Taking in a deep breath, the man surveyed his surroundings, contemplating an answer. The monk, patient as he was, asked again, “What is it that your heart longs for?” After a brief pause, the man provided the monk with a list of things that he thought, once achieved, would make him happy. He voiced each one with articulation and emotion. He felt in his heart that if he could just get all of the things on the list and be successful financially, then he would find joy. The list included material things, the repair of a tattered relationship, and a new job. The monk could see how the man was looking for things or people outside of himself to make him happy, not realizing that happiness is ultimately an inside job; it starts within. So after listening intently, with a bit of pause, the monk asked one additional simple, yet nagging question: “What if you choose joy first?”
In my younger days, I can recall thinking that happiness was somewhere in the distance, somewhere in my future. I thought that someday, something would happen, and happiness would be achieved. Author Gregg Braden calls this type of thinking preoccupation destination addiction. This thought process assumes two things:
- That certain events must take place for happiness to be achieved
- That the current moment holds no significance
These assumptions couldn’t be further from the truth. In reality, all that matters is now. Do your thoughts partake in time travel? How much time do you spend with thoughts devoted to the past or future?
Doctors have pondered the connection between our mental and physical health for centuries. Emotions and Health, NIH Medline Plus said in 2008, “Until the 1800s, most believed that emotions were linked to disease and advised patients to visit spas or seaside resorts when they were ill. Gradually emotions lost favor as other causes of illness, such as bacteria or toxins emerged, and new treatments such as antibiotics cured illness after illness.”
What are the implications of mental health on our physical health?
According to Dr. Fabrizio Mancini, “optimists live longer.” He says, “fortunately, many people are asking: Is there a better way to stay healthy? Is there a better way to get healthy? Isn’t there something better out there? The answers are yes, yes, and yes. Once this concept sinks in, you’ll want to make self-healing a continuing operating principle in your life. There are many simple lifestyle options that can help your body self-heal. For example, exercise is self-healing and even a 10-minute walk can make a positive impact on mental and physical health.”

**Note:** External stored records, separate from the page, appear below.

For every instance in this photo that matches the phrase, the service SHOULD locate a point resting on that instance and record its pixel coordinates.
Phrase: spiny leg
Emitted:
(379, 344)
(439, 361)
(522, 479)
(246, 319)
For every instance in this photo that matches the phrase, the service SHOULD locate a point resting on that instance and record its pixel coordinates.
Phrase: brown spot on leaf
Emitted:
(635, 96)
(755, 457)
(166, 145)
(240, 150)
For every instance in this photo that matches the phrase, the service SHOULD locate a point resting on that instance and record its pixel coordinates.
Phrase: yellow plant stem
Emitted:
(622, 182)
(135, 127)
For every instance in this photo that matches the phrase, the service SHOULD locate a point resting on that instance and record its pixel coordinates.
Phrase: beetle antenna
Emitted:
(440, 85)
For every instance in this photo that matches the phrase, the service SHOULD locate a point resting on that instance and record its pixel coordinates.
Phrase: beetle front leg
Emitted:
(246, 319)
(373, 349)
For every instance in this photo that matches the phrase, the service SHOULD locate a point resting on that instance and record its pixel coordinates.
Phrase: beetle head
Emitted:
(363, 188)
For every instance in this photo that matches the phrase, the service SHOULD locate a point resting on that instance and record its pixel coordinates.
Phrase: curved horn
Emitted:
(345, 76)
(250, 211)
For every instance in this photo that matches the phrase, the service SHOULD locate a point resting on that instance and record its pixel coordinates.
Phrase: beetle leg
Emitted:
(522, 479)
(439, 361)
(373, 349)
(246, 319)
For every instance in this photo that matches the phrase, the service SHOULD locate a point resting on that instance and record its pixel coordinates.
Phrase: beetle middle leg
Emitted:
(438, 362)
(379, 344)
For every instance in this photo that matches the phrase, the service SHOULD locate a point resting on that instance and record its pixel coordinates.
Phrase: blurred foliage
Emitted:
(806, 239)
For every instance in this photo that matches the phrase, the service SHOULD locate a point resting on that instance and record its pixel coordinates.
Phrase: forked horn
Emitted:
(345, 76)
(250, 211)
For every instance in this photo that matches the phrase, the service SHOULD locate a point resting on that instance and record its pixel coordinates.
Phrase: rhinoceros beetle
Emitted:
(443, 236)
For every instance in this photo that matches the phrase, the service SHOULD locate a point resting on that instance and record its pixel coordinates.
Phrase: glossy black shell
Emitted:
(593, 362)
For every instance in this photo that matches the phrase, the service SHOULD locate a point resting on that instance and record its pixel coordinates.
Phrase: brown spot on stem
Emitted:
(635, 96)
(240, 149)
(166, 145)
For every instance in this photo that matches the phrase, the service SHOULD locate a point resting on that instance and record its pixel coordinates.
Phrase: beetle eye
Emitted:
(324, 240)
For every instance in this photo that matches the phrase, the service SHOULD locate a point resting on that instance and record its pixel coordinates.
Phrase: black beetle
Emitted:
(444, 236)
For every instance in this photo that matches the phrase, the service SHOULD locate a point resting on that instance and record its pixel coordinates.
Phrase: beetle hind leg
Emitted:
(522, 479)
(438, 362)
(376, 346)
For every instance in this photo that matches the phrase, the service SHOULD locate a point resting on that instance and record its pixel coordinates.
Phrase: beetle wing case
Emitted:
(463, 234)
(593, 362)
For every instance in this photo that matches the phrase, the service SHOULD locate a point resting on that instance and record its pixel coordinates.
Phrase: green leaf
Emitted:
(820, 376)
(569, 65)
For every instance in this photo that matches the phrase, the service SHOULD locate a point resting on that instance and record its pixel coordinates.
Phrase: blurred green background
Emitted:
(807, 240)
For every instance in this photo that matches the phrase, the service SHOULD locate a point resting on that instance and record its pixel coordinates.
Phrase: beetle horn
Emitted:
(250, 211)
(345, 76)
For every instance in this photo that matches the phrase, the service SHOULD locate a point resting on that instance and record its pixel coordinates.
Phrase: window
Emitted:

You might consider the following linear process of thinking: Our thinking affects our emotions, our emotions affect many aspects of our life, including our physical and mental health. Your body responds to the way you think, feel, and act. In fact, your body reacts the same to an event as it does to a thought that mimics the event. This is often called the mind-body connection. When you are stressed, anxious, or upset, your body tries to tell you that something isn’t right. For example, high blood pressure or a stomach ache might develop after a particular stressful event. Therefore, if we can keep our thinking in check and in a healthy state, we can experience enormous positive ramifications. In fact, the following physical symptoms may indicate that your emotional health is out of balance:
- Unexplained fatigue
- Depression, hopelessness
- Changes in blood pressure
- Trouble fall or staying asleep
- Stomach issues
- Changes in heart rate
- Sexual issues
- Stiff neck, sore back
- Excessive sweating
- Changes in weight
Therefore, addressing our thoughts is our pathway to peace. Joy is possible no matter life’s outward appearance. Your perspective is the key. Life is 10% what happens to you and 90% your response to it. What does Joy look like for you? As you follow along with these blogs, we will address thought patterns and how they affect our capacity to feel joy. We will address the key differences between happiness and joy, and we will provide strategies to not only get you to that feeling of pure joy, but to keep you there, no matter the circumstances happening around you. That is where we find the golden nuggets, that pot of gold under the rainbow. Yet, unfortunately, many people aren’t even looking for the rainbow.
We need not bow down to the negative conditions of the world nor give them our energy; we can rise above these things. There is much good to be found in the storms of life, and as you learn to dance in the rain, every step gets you closer and closer to who you really are, which is joy. To quote Ask and it is Given, “The basis of life is freedom, the result of life is expansion, but the purpose of life is joy.”